As for the easy and enjoyable tasks, I wish that life was like that.  I would love to sleep in every day, but the Daredevil has a bit to say about that.  I would love to spend my day at the beach in the sun relaxing, building sand castles and reading books, but we have to go through winter to see spring, and I think the beach might get a bit boring after a couple of months of the same thing.  I would love to cook and have someone else clean up (hmmmm Mr Perfect might say I already have that!).  If I could have room service every day, and a regular large income deposited to my bank account every week without having to work for it I would be a very happy girl, but would I really appreciate it?

We need to work at least a little and earn the good stuff.  It’s fine to get some things handed to us on a platter, but to really appreciate things and be proud of our achievements there needs to be a little bit of blood sweat and tears mixed in.  Having said that, I know we need to work to achieve, I know that things are much easier when they’re not left to the last minute and I understand that you need to deal with the yuck to get to the yum, why do I always try to put things off?

I’ve had some great excuses reasons for not doing the “fun” things like washing up, cleaning, preparing tax documents or getting on the phone to any government department.  They are always valid and believable, but most importantly they are creative and quite often take a bit of effort.  But really I’ve just been doing something that I just find much more enjoyable.  For me, the creative part is important.  I am most happy when I feel that I’m creating something, when my artistic juices are flowing, which is probably why I really don’t enjoy the government department phone calls!

I am the queen of lists.  I have a list for what I need to achieve in the day, what needs to be done around the house, what I need to do to finish my Drawn Outdoors business plan, basically a list for everything.  I get great satisfaction from crossing off completed tasks.  There is nothing more pleasing than seeing a completed list at the end of the day, if you have managed to complete all on the list.  This is where I hit a snag.  I should write my list and then work out what are the most important tasks for the day, what needs to be done and then get those things done first.  I don’t.  I pick and choose.  I do the fun stuff first, a bit like having desert before your main course.  You never want to go back for bangers and mash when you’ve had the chocolate mud cake.

I grew up with a father who’s favourite saying was “never put off until tomorrow what you can do today” so you would think I would have learnt, but alas, no.

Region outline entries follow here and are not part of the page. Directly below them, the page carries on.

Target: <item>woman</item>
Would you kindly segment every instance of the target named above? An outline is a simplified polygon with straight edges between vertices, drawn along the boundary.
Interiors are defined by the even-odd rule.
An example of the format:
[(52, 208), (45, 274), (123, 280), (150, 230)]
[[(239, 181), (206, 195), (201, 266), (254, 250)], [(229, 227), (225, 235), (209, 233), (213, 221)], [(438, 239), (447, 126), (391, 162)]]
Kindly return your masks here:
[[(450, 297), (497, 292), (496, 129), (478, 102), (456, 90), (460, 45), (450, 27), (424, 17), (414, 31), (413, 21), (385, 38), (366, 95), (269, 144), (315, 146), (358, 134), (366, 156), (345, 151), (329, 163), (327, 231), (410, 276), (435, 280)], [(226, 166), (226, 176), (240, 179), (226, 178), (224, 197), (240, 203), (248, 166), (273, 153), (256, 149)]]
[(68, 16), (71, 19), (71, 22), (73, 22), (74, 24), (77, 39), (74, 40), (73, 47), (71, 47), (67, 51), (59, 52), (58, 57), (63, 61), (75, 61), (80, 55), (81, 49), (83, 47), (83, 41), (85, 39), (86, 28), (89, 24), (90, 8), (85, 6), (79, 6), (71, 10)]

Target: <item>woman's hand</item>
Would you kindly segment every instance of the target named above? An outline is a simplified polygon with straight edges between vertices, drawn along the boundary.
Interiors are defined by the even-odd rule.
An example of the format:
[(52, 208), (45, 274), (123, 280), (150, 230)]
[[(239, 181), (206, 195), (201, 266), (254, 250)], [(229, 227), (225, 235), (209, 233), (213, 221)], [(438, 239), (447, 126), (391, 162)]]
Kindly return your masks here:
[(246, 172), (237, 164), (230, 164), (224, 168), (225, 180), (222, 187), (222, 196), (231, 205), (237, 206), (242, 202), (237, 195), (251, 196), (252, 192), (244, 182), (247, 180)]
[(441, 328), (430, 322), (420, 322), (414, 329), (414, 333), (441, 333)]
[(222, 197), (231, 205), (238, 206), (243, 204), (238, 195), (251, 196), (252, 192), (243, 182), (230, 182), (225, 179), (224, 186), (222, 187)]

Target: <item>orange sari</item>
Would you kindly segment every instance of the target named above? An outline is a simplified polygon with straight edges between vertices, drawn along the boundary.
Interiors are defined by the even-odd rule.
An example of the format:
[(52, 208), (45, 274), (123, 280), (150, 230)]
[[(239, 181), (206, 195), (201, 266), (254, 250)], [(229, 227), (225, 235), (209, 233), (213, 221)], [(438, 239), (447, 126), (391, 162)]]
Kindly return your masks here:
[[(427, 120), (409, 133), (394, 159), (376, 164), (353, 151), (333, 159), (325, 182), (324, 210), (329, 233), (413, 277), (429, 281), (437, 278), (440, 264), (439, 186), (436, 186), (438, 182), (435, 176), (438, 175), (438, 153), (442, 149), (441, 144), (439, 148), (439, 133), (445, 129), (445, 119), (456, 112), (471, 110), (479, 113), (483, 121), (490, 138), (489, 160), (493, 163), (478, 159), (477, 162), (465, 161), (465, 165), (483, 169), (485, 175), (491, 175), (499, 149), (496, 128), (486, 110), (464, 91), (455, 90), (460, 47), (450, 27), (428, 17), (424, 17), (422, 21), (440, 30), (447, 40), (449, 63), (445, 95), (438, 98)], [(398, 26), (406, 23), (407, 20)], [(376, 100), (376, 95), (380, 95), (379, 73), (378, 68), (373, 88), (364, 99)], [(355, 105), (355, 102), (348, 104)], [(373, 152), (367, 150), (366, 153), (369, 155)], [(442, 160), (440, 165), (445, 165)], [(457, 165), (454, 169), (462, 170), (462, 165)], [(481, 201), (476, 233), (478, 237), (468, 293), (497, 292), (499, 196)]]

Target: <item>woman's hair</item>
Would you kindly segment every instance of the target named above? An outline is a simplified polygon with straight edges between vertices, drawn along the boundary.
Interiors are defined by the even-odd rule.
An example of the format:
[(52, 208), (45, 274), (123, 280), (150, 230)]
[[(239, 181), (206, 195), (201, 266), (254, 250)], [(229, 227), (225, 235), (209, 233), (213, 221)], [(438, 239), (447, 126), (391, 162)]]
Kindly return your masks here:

How can I change this habit of false achievement?  I get to the end of the day and I’ve achieved a lot.  I’ve checked Facebook, prepared my blog post, made some brownies and played with the munchkins (yes, all very important I know) but we still don’t have milk, I’m not sure what we’re having for dinner and the laundry is still sitting in the machine (woops!).

I need to adopt the same discipline I have in my landscape design process to my every day.  I have a list for a design process .  It is methodical, and if I have a set timeframe I know how much time I can spend on the fun conceptual stuff and how much time I need to commit to the not so fun detailing and documentation.  I know I need to finish things in a certain order and at the end of the day I have achieved something creative, unique and generally pretty good fun, despite the yuck bits.

So heres to a bit of prioritisation and discipline so I can really enjoy my place in the sun building sandcastles and catching waves. And heres to Mr Perfect for being… well…. right again!!